Plato can be obtained from: https://github.com/uber-research/plato-research-dialogue-system
We would like to thank Michael Pearce and Zack Kaden for their contributions.
Appendix A Appendix
Here we provide some examples of how to run Plato. This appendix assumes some general knowledge of Spoken Dialogue Systems theory, prominent data sets, benchmarks, etc. A full user guide and installation instructions can be found at https://github.com/uber-research/plato-research-dialogue-system.
a.1 Quick Start
To run Plato after installation, you can simply run the plato command which receives 4 sub-commands:
plato run --config <CONFIG.YAML>
plato gui --config <CONFIG.YAML>
plato domain --config <CONFIG.YAML>
plato parse --config <CONFIG.YAML>
Each of these sub-commands receives a value for the --config argument that points to a configuration file. For some quick examples, try the following configuration files for the Cambridge Restaurants domain:
plato run --config CamRest_user_simulator.yaml
plato run --config CamRest_text.yaml
plato run --config CamRest_speech.yaml
plato gui --config CamRest_GUI_speech.yaml
a.2 Train a module
There are several options for training a module in Plato as detailed in the user guide555https://github.com/uber-research/plato-research-dialogue-system/README.md. Plato provides support for offline and online training (allowing for custom training schedules). For online training, users need to implement a train() function in their module (called according to the schedule) which may directly train the custom model, call an API for training it, etc. Offline training can happen inside or outside of Plato. In this section, we will demonstrate the latter, as training within Plato is relatively straightforward.
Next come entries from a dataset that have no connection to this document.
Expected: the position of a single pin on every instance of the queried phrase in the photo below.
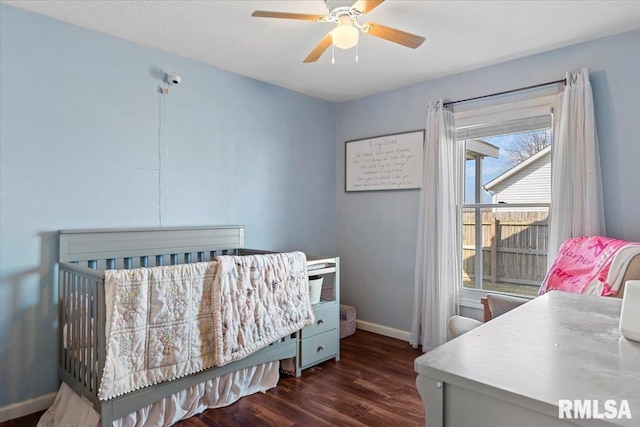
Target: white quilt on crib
(163, 323)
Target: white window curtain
(576, 190)
(438, 258)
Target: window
(507, 194)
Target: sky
(491, 168)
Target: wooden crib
(84, 255)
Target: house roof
(517, 168)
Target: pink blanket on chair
(583, 265)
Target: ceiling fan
(345, 34)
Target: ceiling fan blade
(393, 35)
(285, 15)
(366, 6)
(317, 52)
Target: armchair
(495, 305)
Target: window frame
(516, 107)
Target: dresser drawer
(319, 347)
(327, 318)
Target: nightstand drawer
(327, 318)
(319, 347)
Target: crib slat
(74, 323)
(82, 295)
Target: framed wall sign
(388, 162)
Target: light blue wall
(376, 231)
(80, 128)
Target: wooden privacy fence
(514, 246)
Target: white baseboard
(20, 409)
(383, 330)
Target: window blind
(505, 127)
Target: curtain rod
(446, 104)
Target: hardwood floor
(373, 384)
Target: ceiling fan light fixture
(345, 36)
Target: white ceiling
(460, 35)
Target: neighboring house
(527, 182)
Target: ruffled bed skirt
(70, 410)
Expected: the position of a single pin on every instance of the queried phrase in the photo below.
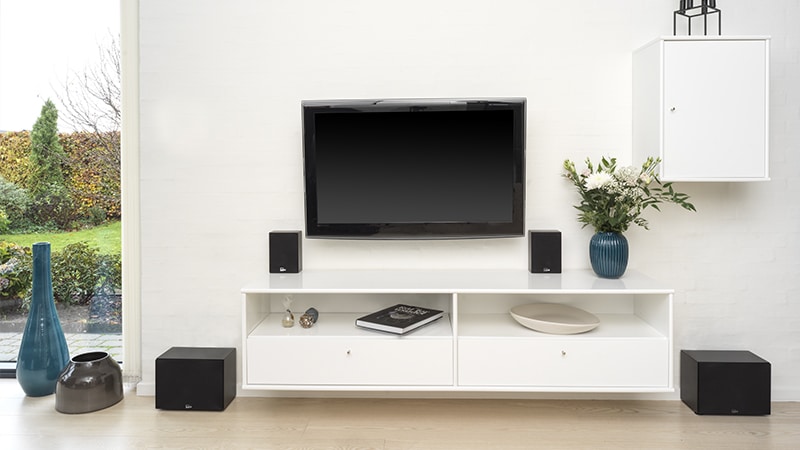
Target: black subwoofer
(725, 382)
(545, 251)
(196, 378)
(285, 252)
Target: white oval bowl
(554, 318)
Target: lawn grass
(107, 238)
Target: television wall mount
(694, 8)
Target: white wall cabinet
(701, 104)
(477, 346)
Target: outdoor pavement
(77, 343)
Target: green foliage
(16, 270)
(4, 221)
(75, 273)
(91, 177)
(612, 199)
(15, 150)
(109, 272)
(47, 156)
(53, 209)
(14, 202)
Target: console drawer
(390, 360)
(568, 362)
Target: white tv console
(477, 346)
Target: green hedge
(79, 272)
(92, 177)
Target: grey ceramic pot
(91, 381)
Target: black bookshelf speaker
(285, 251)
(196, 378)
(545, 251)
(725, 382)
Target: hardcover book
(399, 319)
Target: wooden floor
(430, 424)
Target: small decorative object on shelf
(554, 318)
(309, 318)
(695, 8)
(43, 351)
(611, 200)
(288, 317)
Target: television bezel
(415, 230)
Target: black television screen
(414, 169)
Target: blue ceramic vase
(608, 253)
(43, 352)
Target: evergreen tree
(47, 155)
(51, 201)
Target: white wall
(221, 84)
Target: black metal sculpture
(694, 8)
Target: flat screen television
(414, 169)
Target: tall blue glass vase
(608, 253)
(43, 352)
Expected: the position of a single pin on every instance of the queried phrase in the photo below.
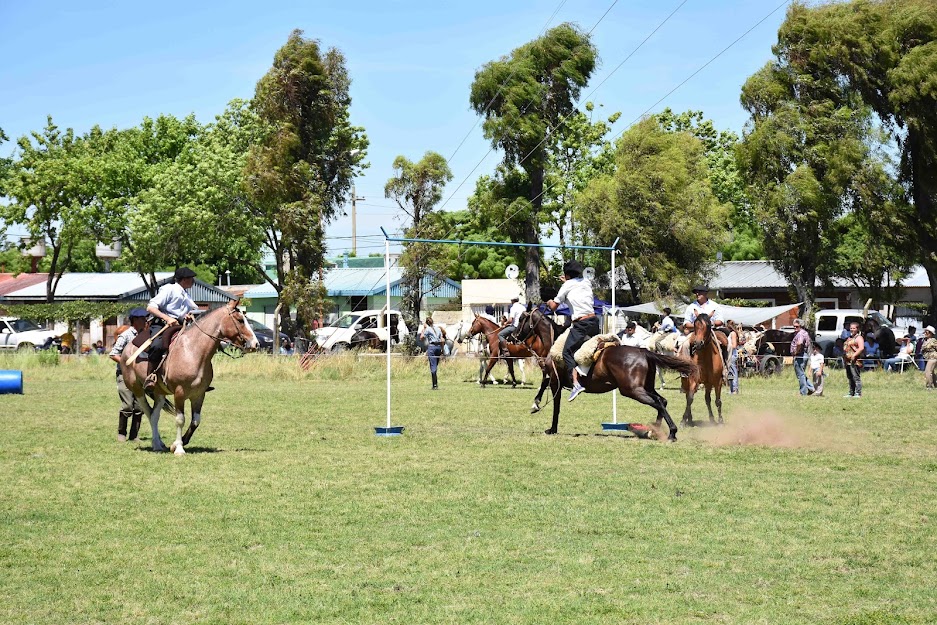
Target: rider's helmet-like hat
(572, 268)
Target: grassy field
(288, 509)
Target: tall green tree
(300, 172)
(886, 52)
(417, 189)
(580, 153)
(523, 98)
(804, 148)
(50, 185)
(745, 241)
(659, 202)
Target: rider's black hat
(183, 272)
(573, 268)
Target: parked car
(830, 326)
(338, 336)
(22, 334)
(265, 335)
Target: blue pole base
(394, 430)
(11, 382)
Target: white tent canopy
(747, 316)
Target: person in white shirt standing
(514, 316)
(171, 305)
(576, 292)
(129, 408)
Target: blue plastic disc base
(394, 430)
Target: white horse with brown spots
(187, 371)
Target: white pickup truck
(22, 334)
(337, 337)
(830, 323)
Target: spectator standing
(904, 357)
(852, 354)
(929, 353)
(817, 366)
(801, 350)
(129, 407)
(435, 338)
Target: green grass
(288, 509)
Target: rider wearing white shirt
(577, 293)
(514, 315)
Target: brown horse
(187, 370)
(489, 329)
(705, 352)
(630, 370)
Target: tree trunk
(532, 235)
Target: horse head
(235, 329)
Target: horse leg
(556, 388)
(196, 419)
(179, 402)
(688, 413)
(654, 400)
(543, 387)
(709, 406)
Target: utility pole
(354, 241)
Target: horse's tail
(678, 364)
In this example, we show how to train an NLU using DSTC2 [dstc] data. Our model will jointly predict the intent and Begin-In-Out tags. Table 1, below, shows a snapshot of the training data.
|expensive restaurant that serves vegetarian food||inform||B-inform-pricerange O O O B-inform-food O|
|asian oriental type of food||inform||B-inform-food I-inform-food O O O|
|what is the phone number||request_phone||O O O O O|
|thank you good bye||bye thankyou||O O O O|
|how about french food||reqalts inform||O O B-inform-food O|
Using Ludwig, we can define our model with a simple configuration file (which can be found in Plato’s user guide) and call the following command to train the model (some details are omitted, see the full Plato guide):
ludwig experiment --model_definition_file ludwig_config.yaml --data_csv NLU.csv
To load the trained model in Plato a wrapper class needs to be written to interface with the specific model, i.e. to properly format the input, query the model, and properly parse its output so that downstream Plato components can understand it. Specifically for Ludwig, these classes are provided in Plato. The final step then is to modify Plato’s configuration file to point to the Ludwig-based NLU and to call plato using that configuration.
a.3 Load pre-trained models
Large pre-trained models from libraries such as Huggingface [wolf2019transformers] are becoming a standard in Convsational AI. Plato inherently supports such models as from Plato’s perspective they are no different than any other statistical model. For example, to use a pre-trained Huggingface BERT model for NLU, one needs to write a class implementing Plato’s NLU interface and make sure to load and query BERT appropriately (see https://github.com/huggingface/transformers for detailed instructions and documentation for Huggingface models and see Plato’s user guide for a relevant tutorial).
a.4 Other topics
Besides the above use cases, Plato provides a variety of utilities such as data parsing, database creation, and simulated data generation. For more details please see the full user guide.